The housing market was quite low in the year 2012. Foreclosures starts have been seeing a decreasing trend through the year. But now banks are aiming for selling into positive trends in the housing market after having observed that investors are buying properties; over-bidding on the same; thus boosting the prices. If the market gets flooded with rental supply, this will cause the rents to lower down. Still, buying for flipping is being done and this pushes properties for rent or sale at the backstage. For the same, the mortgage rates have been lowered and the rent amount along with housing prices have been pushed up. However, solid economic fundamentals do not drive this trend, especially at the level with which the prices are increasing. It would be interesting to observe the market trend of this momentum that will be carried forward as we enter into next year.
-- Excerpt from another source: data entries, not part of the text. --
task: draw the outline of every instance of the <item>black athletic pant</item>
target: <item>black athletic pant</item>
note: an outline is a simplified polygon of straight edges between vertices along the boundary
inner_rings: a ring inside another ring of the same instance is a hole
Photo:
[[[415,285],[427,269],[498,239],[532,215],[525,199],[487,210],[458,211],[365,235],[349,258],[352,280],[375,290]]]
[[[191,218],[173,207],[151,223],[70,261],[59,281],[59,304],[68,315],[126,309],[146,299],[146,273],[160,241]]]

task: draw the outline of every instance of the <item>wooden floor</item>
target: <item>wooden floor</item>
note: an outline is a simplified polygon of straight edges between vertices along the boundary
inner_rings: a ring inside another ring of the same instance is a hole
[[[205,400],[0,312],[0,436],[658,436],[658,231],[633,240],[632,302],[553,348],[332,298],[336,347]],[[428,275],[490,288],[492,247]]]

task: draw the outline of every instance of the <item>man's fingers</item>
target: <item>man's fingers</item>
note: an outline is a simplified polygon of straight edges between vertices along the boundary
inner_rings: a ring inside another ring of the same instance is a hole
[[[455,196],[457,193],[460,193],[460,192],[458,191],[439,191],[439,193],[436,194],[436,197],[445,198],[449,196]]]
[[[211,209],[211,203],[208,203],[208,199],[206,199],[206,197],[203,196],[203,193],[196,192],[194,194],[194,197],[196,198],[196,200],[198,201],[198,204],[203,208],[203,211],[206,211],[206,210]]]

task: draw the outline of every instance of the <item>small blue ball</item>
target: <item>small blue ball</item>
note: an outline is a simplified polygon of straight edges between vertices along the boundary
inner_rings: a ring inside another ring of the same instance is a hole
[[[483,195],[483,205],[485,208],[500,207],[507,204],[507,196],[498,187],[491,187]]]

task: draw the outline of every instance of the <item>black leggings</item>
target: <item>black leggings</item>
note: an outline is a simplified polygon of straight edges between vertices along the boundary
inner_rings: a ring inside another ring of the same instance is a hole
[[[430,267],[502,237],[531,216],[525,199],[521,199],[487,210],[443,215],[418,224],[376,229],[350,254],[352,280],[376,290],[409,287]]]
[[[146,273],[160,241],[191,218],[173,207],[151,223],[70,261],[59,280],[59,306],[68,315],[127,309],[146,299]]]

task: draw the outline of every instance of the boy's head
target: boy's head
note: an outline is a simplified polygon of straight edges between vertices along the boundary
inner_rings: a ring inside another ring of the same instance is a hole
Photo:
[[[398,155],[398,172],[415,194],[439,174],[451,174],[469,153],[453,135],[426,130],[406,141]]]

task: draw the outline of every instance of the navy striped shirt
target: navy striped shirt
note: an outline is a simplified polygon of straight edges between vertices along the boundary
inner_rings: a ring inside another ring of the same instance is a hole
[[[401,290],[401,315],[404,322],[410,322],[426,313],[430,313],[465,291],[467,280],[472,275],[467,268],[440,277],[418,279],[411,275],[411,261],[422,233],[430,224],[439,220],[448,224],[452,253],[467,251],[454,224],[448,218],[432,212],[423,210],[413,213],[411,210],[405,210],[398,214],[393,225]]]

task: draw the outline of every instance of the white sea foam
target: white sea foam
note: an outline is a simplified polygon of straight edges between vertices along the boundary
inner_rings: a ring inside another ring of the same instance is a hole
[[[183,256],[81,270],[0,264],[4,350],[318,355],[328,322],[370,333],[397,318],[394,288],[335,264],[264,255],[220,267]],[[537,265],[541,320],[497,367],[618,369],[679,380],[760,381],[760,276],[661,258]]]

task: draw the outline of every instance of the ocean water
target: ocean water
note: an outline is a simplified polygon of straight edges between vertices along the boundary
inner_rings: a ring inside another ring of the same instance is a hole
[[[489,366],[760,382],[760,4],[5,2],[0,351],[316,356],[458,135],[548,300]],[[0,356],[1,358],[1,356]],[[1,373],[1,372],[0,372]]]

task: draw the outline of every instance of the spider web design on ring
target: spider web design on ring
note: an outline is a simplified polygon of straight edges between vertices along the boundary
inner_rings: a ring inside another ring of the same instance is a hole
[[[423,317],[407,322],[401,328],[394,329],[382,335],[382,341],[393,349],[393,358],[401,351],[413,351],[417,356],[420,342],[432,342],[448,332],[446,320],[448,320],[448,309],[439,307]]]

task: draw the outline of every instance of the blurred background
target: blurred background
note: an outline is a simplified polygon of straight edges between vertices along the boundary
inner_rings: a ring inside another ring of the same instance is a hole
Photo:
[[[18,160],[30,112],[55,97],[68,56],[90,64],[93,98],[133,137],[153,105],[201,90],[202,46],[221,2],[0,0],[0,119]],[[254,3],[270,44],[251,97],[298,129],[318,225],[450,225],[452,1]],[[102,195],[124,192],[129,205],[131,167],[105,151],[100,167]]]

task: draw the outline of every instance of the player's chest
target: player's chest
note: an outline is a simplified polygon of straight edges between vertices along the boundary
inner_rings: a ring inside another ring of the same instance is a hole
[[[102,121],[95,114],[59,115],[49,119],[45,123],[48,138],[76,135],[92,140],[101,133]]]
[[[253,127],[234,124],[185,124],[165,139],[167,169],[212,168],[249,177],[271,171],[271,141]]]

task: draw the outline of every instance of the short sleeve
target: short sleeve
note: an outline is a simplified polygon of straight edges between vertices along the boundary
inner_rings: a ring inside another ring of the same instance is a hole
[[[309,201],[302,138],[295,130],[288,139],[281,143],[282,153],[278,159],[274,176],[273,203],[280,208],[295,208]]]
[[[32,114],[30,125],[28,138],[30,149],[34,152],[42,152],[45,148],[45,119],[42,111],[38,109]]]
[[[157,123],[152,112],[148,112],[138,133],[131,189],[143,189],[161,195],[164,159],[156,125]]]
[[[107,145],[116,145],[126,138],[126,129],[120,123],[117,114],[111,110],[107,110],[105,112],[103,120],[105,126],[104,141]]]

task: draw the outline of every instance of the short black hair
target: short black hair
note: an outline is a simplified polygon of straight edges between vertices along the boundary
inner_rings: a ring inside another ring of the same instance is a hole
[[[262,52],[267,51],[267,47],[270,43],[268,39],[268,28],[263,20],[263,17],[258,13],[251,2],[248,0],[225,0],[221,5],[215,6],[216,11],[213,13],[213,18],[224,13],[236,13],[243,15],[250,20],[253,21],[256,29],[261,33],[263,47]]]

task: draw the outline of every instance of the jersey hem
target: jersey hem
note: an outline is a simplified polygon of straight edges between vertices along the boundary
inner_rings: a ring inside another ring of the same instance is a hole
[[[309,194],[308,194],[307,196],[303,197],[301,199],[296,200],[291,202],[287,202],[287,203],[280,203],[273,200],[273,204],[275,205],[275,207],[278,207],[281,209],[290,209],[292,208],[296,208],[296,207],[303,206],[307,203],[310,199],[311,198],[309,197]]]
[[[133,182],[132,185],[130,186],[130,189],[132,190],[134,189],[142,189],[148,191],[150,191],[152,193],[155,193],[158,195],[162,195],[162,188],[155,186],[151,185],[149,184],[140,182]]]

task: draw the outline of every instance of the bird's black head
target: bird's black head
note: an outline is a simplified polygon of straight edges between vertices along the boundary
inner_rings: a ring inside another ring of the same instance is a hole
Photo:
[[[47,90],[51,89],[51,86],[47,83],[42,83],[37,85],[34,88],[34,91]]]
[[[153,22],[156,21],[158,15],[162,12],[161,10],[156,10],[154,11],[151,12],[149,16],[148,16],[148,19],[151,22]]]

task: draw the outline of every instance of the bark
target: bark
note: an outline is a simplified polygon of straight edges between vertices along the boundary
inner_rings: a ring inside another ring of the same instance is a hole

The year 2012 did not see any growth in the income of the average citizen. Yes, rental prices were quite appreciable and traveled an upward trend. Therefore a major portion of the household income was spent on rental housing and the low income group was badly hit due to the same. New homes sales; though modestly rising, are still suffering and related jobs are hard to find. The market trend going into 2013 could see a small rise in the sales of new housing starts. Mortgage rates will also have to be considered along with how the rental market will be viewed by investors. On account of the lowered interest rates, the demand for loans has been very high. This trend is expected to continue in the next year.